Change the “Channel”
Reprinted with permission from CPA Practice Management Forum
I can’t tell you how many times I’ve heard this statement: “You know, Gale, once I get in front of a prospect I have no trouble selling them!” “Well, gee,” I want to respond but restrain myself, “that’s a real surprise!”
Sarcasm aside, what I mean is this: What’s most difficult in sales isn’t necessarily closing a pre-qualified opportunity. What’s difficult is finding buyers who have a need and have potential. Potential for a firm means they:
- meet their criteria for an ideal client,
- have an urgent need for their services,
- can pay for what they need, and
- are a decision maker.
Part of the reason CPAs find it so difficult to get close to likely prospects is the way buyers are identified. For years, creating a personal referral network by hobnobbing with lawyers and bankers was a primary source of leads. Hanging around a Rotary or Chamber of Commerce event hoping a likely prospect would drop in was another popular activity.

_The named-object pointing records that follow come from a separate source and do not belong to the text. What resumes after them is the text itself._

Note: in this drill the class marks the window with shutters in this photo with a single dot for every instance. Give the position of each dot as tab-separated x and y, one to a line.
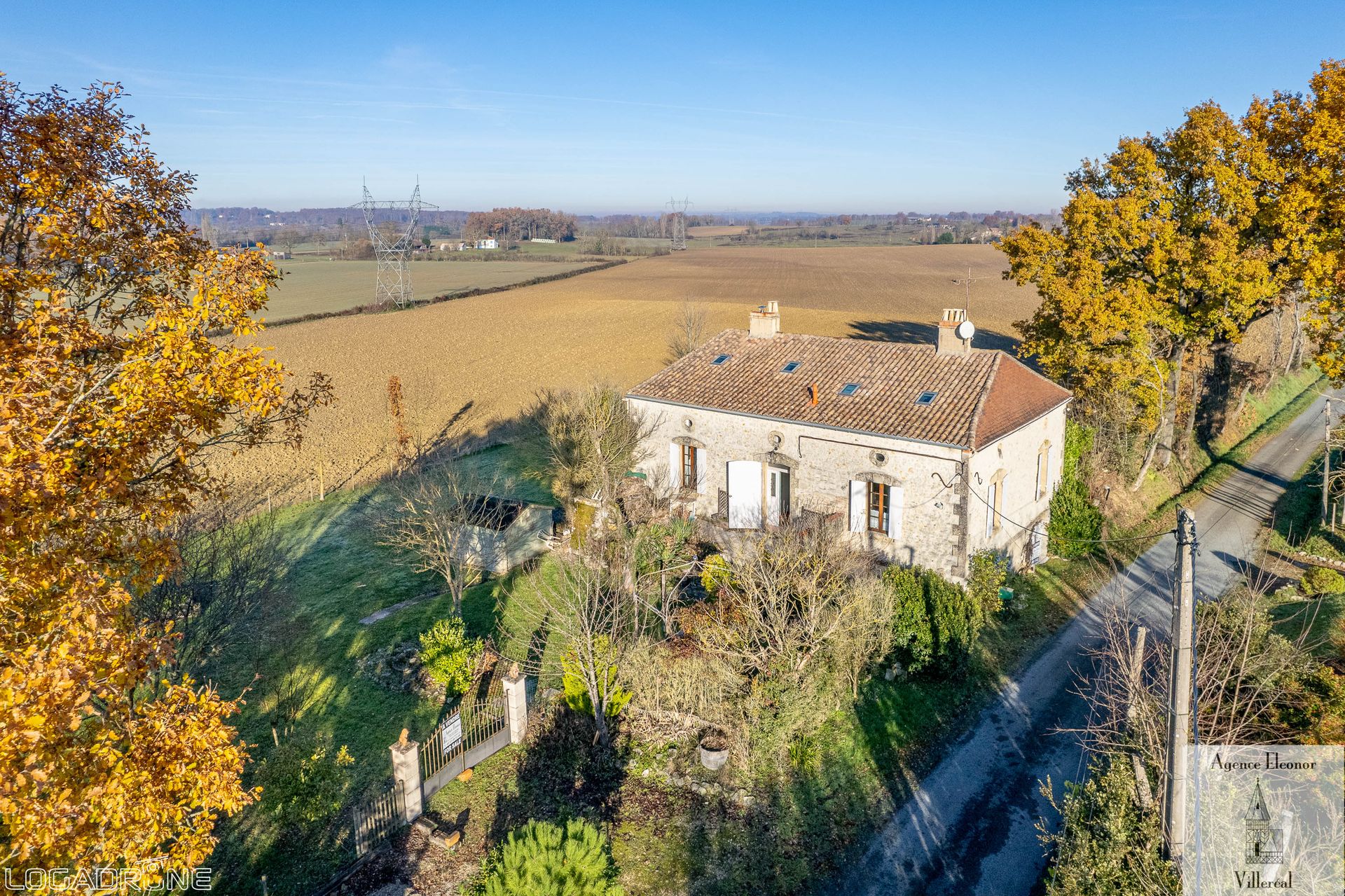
1042	470
880	505
994	498
689	466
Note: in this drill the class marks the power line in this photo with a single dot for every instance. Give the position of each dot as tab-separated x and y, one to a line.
1079	541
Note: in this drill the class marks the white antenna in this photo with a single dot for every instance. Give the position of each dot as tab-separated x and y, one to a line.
967	283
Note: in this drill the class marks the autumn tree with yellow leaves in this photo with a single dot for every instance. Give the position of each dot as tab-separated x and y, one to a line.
1176	242
125	361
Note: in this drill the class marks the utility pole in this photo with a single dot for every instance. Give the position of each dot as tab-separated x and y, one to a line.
1327	466
1178	692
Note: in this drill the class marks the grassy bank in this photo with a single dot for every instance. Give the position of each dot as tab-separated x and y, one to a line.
802	827
304	649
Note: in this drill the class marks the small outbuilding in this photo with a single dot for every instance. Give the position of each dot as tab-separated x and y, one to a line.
501	533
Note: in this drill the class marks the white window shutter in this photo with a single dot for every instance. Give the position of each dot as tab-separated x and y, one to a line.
896	501
858	504
991	510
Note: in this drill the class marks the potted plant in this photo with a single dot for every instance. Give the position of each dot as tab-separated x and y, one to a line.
715	751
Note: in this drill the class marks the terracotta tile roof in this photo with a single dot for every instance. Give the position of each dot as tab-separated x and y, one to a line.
979	397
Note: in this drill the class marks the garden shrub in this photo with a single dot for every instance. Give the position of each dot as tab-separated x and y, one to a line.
912	635
716	574
541	859
1075	521
954	618
989	574
450	656
304	783
935	621
1321	580
1106	843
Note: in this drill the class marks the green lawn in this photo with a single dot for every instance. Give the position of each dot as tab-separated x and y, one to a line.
805	824
336	574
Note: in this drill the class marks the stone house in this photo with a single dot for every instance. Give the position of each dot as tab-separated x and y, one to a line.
925	454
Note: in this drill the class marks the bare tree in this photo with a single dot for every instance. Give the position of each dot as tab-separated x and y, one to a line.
232	567
583	608
1254	684
792	593
688	331
592	440
439	520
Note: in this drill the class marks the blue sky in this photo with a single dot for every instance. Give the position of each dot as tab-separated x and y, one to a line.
598	108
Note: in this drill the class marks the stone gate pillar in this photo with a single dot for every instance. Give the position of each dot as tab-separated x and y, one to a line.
516	704
406	773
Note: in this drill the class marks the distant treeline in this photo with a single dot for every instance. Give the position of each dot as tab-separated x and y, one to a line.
520	223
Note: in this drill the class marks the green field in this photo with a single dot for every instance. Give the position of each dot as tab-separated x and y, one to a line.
320	287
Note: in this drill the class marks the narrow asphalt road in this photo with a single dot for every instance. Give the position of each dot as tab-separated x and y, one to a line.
970	828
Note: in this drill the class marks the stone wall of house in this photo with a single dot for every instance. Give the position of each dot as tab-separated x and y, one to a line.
822	463
1012	462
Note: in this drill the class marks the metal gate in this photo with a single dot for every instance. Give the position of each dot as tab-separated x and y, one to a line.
462	740
378	817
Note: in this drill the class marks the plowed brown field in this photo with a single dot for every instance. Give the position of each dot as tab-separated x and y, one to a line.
479	361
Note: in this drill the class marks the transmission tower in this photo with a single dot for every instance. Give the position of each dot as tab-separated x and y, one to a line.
393	249
678	221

Acting as a “human billboard” in this way is not as reliable an approach as it used to be. We’re now in a mature market with sophisticated buyers and lots of competition. These days, we need to shift to techniques in our business development approach that will deliver in 20 months, not 20 years. Nowadays, finding a qualified buyer requires following a focused process that relies on knowing everything possible about the prospect’s needs and how he or she thinks and behaves. A strategy needs to be in place for efficiently identifying buyers in the industry or other buyer group in which you want to succeed. I use the term “ecosystem” to describe a distinct industry or buyer group.

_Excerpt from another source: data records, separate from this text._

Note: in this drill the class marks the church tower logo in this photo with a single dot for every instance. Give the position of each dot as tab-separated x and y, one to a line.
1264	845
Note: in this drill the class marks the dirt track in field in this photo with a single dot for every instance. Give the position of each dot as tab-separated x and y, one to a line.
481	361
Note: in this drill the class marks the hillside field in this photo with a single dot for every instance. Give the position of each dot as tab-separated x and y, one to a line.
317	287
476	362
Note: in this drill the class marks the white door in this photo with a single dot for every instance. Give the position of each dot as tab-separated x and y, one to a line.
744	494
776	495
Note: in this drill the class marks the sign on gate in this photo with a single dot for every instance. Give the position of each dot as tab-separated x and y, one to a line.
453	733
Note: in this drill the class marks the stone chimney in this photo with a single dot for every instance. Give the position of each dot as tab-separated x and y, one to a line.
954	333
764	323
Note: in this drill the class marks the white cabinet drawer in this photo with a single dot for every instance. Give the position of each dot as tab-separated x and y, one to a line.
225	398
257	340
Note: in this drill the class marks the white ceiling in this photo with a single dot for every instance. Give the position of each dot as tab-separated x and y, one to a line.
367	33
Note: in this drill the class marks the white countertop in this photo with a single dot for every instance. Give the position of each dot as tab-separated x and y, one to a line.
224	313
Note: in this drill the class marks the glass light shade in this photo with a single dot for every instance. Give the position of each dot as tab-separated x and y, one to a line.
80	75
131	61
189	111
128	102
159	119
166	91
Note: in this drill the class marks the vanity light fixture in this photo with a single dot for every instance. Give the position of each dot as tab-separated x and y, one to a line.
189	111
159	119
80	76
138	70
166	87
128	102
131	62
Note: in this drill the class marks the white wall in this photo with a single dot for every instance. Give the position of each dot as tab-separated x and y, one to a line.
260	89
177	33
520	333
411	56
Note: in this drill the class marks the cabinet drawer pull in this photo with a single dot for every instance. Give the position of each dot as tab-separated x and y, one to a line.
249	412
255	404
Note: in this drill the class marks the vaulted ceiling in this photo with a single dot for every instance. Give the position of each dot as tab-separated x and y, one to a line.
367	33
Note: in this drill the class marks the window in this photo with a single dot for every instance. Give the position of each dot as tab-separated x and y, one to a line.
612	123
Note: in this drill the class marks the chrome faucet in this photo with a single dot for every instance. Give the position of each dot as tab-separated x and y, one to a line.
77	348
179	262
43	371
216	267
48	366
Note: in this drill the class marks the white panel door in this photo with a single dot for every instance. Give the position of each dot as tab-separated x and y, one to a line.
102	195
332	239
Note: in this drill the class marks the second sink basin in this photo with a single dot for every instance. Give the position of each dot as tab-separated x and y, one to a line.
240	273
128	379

Each ecosystem contains unique distribution channels. I recommend using these distribution channels to leverage your efforts. Distribution channels are the people, organizations and other entities you can use to find—and find out a great deal about– potential buyers.
An example of a distribution channel is a publication in a target industry, for example construction. If your target is doctors, an example of a distribution channel might be a physician practice-management firm. By getting to know the firm and what they do, you have a good chance of eventually finding buyers. The practice-management firm might sponsor events where buyers congregate. Or they might sponsor a benchmarking study which focuses on specific types of buyers. You could attend their events, or perhaps co-sponsor the benchmarking study. The possibilities are endless once you find and cultivate powerful distribution channels.
If you drill down in a good trade publication you will find a treasure trove – the issues, the players, upcoming conferences and more. You might use the magazine as an outlet for your own writing, a way to build credibility and visibility. You could also use it to identify valuable speaking opportunities.
Another way to leverage the channel is to contact leading construction-related vendors who advertise in the publication to learn who’s buying what, the needs and the obstacles to purchasing. You can also identify consultants from whom, as you develop a relationship, you can gain valuable insights into the niche.
Now you’ve really changed the channel, moving beyond lawyer lunches and banker breakfasts and immersing yourself in the ecosystem you need to be swimming in. Focused activity within a target distribution channel can be an invaluable strategy. Once you reach your likely buyers, converting them will be easier because your deep knowledge of their world will enable you to more easily link needs to solutions.
Too often I see a costly disconnect between the random “networking” so many CPAs rely on, and sales. Use distribution channels as a point of leverage – gain visibility, hone your offerings, identify buyers, and convert new and existing relationships into solid revenue.